Ice hockey kit

A beginner's guide to ice hockey gear

As it’s played at such a high speed, with the puck flying at speeds of up to 100mph (160kph) and players whizzing around and often intentionally colliding with one another, ice hockey is evidently a relatively hazardous sport. So, as can be expected, you’ll need a fair amount of safety equipment in order to get started in the game. However, wearing all the additional protective kit means that playing ice hockey is much safer than it looks!

Here’s a quick guide to what kit you need in order to safely get started in ice hockey ...

Ice hockey kit

Skates for ice hockey
Ice hockey skates are more specialized than standard ice skates. They are usually made of a thick layer of leather or nylon which protects the player’s feet and lower legs against injury. The blades on the skates are rounded at both ends to allow for easy manoeuvring.

Ice hockey sticks
Ice hockey sticks are usually made of wood or carbon fiber. Carbon composite sticks tend to be favoured by most players — although some still prefer to use wooden sticks.

Pucks in ice hockey
Pucks are made of vulcanised rubber, and are frozen before the game to reduce bounce and allow them to slide across the ice quickly and easily.

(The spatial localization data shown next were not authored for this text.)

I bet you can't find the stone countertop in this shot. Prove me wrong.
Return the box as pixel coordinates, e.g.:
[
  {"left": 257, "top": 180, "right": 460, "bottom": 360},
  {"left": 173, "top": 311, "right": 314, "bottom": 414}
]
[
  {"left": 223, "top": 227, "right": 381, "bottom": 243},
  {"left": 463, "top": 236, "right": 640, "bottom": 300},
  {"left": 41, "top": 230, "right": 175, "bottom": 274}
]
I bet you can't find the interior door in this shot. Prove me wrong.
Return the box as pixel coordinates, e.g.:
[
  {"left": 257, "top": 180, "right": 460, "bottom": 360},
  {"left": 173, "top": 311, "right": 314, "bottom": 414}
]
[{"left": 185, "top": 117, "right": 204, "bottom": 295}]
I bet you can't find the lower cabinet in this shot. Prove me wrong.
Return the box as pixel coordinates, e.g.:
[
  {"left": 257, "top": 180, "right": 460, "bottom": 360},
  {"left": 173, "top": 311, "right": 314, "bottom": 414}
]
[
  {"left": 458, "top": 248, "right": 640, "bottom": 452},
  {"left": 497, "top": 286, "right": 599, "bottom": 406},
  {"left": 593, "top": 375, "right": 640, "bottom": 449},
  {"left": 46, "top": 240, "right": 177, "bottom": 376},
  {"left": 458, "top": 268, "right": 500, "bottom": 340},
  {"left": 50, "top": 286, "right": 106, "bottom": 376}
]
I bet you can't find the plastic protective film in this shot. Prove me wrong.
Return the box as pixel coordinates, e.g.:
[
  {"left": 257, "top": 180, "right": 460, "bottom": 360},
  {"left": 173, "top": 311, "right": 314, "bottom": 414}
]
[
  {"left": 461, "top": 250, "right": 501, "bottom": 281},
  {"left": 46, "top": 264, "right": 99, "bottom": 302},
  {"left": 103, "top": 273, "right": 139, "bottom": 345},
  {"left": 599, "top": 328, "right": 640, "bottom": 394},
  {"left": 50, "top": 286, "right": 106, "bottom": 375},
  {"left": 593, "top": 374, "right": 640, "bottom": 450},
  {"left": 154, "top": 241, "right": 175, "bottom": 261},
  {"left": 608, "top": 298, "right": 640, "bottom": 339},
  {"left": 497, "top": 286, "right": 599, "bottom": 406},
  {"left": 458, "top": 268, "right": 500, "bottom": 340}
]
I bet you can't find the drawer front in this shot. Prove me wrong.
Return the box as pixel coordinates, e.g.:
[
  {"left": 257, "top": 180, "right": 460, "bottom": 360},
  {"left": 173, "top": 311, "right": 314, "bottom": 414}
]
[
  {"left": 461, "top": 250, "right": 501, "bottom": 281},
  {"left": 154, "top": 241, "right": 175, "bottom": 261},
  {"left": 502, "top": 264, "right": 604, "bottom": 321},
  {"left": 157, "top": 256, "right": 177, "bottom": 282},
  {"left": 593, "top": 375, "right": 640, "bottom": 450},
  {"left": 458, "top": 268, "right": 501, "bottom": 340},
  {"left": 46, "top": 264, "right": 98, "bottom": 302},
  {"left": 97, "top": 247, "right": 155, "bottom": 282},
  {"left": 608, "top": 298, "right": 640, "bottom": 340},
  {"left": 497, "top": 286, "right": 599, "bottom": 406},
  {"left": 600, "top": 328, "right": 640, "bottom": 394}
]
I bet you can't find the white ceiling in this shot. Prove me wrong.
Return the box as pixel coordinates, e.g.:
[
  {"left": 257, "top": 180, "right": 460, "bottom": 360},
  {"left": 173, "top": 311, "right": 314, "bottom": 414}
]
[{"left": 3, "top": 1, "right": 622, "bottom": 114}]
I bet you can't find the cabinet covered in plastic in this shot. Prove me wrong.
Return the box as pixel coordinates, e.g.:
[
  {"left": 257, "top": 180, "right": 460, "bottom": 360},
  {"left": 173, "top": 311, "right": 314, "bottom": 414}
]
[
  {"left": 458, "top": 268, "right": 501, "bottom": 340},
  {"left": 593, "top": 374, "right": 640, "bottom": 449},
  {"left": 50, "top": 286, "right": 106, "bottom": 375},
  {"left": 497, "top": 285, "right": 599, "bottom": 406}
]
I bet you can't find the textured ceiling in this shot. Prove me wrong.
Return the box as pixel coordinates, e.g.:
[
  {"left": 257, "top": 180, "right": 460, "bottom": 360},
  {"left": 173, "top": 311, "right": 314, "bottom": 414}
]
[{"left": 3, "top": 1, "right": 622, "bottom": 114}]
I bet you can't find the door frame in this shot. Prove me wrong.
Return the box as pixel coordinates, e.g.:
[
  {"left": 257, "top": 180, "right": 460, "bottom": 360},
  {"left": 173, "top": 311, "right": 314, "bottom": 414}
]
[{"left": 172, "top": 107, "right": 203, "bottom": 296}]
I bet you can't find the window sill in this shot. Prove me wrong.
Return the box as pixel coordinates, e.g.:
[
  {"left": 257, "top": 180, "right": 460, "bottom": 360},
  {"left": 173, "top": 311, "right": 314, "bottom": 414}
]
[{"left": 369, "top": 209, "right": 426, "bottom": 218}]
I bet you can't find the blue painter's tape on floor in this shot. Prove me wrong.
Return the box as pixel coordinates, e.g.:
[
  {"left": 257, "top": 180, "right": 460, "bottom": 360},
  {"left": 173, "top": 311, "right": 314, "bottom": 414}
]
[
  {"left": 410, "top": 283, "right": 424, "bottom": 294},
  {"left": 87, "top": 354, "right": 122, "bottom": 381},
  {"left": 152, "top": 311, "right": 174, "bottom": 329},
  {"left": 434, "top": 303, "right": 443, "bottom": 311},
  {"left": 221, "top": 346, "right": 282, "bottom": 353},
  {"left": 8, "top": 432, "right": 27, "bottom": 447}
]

Helmets in ice hockey matches
All players must wear a helmet, and younger players are often required to wear a helmet with a half visor which partly covers the top half of the face. To err on the side of caution, some adult players also opt for the half visor helmet. Goaltenders must have full face protection to save them from direct hits. Some leagues may require full face protection for all players — so check out what type of helmet you need before you start playing the game.

Mouth guards or gum shields
Players protect their smiles by wearing a gum shield. A gum shield will protect you from a hit by a puck or stick or a collision with a player or wall.

Various padding for ice hockey play
All players wear shoulder pads, elbow pads, heavily padded shorts (sometimes known as ‘breezers’) and protective gloves to protect them from blows while on the ice. And that’s not all: to keep fully protected, you can also wear a groin guard, shin guards and occasionally also a neck guard.

Buying your ice hockey gear …
It’s worth remembering that brand new gear can be expensive! So, if you’re not sure what to buy or whether you can afford it, your best bet is to get some second-hand gear from a more experienced player — particularly if you are just starting out.